March 26, 202516 min

Intro to AI System Design

Pipelines vs agents, orchestration patterns, when orchestration is the wrong abstraction — the architectural decisions that determine whether your AI system is maintainable or a debugging nightmare.

The Architecture Question

Articles two through ten built one thing: a reliable AI feature. A single endpoint that calls a model, validates output, handles failures, measures cost, and degrades gracefully. The engineering principles in those articles apply regardless of complexity.

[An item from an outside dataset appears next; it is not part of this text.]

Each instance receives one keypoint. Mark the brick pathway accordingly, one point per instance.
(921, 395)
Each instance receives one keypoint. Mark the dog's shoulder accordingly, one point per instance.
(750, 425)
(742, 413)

Now scale the problem. What happens when you need ten features? When one AI call needs to feed another? When the system needs to decide which path to take based on intermediate results? When the user expects a system that reasons across multiple steps?

You need to think architecturally. This article is the decision framework: when to use pipelines, when to use agents, and when neither is the right abstraction.

Two Approaches: Pipelines and Agents

Pipelines are sequences of steps executed in a defined order. Each step takes an input, produces an output, and passes it to the next step. The flow is predetermined. The developer decides at design time what happens when.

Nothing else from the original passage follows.